Web Scraping Tmdb
Web Scraping Popular Television Shows on TMDB (themoviedb.org)
data source: TMBd website (https://www.themoviedb.org)
A disclaimer before beginning, many websites restrict or outright bar scraping of data from their pages. Users may be subject to legal ramifications depending on where and how they attempt to scrape information. Many sites have a devoted page to noting restrictions on data scraping at www.[site].com/robots.txt. Be extremely careful if looking at sites that house user data — places like facebook, linkedin, even craigslist, do not take kindly to data being scraped from their pages. When in doubt, please contact with teams at sites.
The Movie Database (TMDb) is a community-driven website about movies and television shows database. The community has added every piece of data since 2008. Users can search for their desired topics and discover what they like after browsing a large amount of data. Users can also contribute to the TMDb community by giving reviews and their scores to certain shows for the benefits of the community. In summary, TMDb is an excellent website for someone like me who wanted to practice web scraping skills.
Project motivation
For the purpose of this project, we will retrieve information from the page of ’Popular TV Shows’ using web scraping: a process of extracting information from a website programmatically. Web scraping isn’t magic, and yet some readers may grab information on a daily basis. For example, a recent graduate may copy and paste information about companies they applied for into a spreadsheet for job application management.
Project goals
The project goal is to build a web scraper that withdraws all desirable information and assemble them into a single CSV. The format of the output CSV file is shown below:
# | movie_title | released_date | score | image_link | detail-page |
---|---|---|---|---|---|
1 | The Falcon and the Winter Solider | 19 Mar 2021 | 78% | .. | ... |
2 | The Good Doctor | 25 Sep 2017 | 86% | ... | |
.... |
Project steps
Here is an outline of the steps we'll follow.
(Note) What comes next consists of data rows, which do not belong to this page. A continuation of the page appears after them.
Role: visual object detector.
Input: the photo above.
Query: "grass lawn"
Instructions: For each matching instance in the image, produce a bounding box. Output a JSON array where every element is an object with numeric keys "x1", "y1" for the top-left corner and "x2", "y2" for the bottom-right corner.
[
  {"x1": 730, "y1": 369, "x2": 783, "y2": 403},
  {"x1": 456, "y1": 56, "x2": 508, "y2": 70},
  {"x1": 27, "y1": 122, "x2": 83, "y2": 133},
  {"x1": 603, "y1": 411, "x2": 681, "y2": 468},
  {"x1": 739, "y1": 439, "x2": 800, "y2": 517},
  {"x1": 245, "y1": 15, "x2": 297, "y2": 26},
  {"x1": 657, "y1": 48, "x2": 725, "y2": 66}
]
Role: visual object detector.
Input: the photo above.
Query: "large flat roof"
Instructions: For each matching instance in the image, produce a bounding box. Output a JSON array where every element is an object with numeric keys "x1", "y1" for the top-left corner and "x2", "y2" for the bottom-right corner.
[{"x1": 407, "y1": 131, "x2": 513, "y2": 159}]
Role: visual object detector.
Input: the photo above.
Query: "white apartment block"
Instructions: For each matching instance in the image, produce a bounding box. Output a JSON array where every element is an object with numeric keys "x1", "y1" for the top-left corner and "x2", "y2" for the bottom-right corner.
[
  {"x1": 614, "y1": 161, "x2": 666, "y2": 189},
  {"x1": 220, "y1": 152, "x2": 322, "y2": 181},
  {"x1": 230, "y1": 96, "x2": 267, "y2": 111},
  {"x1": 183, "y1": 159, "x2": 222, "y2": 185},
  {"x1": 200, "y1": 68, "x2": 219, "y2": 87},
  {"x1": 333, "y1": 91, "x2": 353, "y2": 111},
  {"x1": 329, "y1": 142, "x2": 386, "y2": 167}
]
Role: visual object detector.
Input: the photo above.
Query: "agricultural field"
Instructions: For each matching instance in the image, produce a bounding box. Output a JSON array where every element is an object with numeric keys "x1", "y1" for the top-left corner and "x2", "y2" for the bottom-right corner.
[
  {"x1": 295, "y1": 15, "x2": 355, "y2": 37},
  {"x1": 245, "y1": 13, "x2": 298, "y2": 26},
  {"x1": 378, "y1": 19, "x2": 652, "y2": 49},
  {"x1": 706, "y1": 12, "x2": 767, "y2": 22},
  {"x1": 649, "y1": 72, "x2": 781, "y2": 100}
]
- Doanload the webpage using
requests
- Parse the HTML source code using
BeautifulSoup
library - Building the scraper components
- Complie extracted information into Python list and dictionaries
- Write information to CSV files
- Extract and combine data from multiple pages
- Future work and references
How to run the code
This tutorial is an executable Jupyter notebook hosted on Jovian. You can run this tutorial and experiment with the code examples in a couple of ways: using free online resources (recommended) or on your computer.
Option 1: Running using free online resources (1-click, recommended)
The easiest way to start executing the code is to click the Run button at the top of this page and select Run on Binder. You can also select "Run on Colab" or "Run on Kaggle", but you'll need to create an account on Google Colab or Kaggle to use these platforms.
Option 2: Running on your computer locally
To run the code on your computer locally, you'll need to set up Python, download the notebook and install the required libraries. We recommend using the Conda distribution of Python. Click the Run button at the top of this page, select the Run Locally option, and follow the instructions.
Jupyter Notebooks: This tutorial is a Jupyter notebook - a document made of cells. Each cell can contain code written in Python or explanations in plain English. You can execute code cells and view the results, e.g., numbers, messages, graphs, tables, files, etc., instantly within the notebook. Jupyter is a powerful platform for experimentation and analysis. Don't be afraid to mess around with the code & break things - you'll learn a lot by encountering and fixing errors. You can use the "Kernel > Restart & Clear Output" menu option to clear all outputs and start again from the top.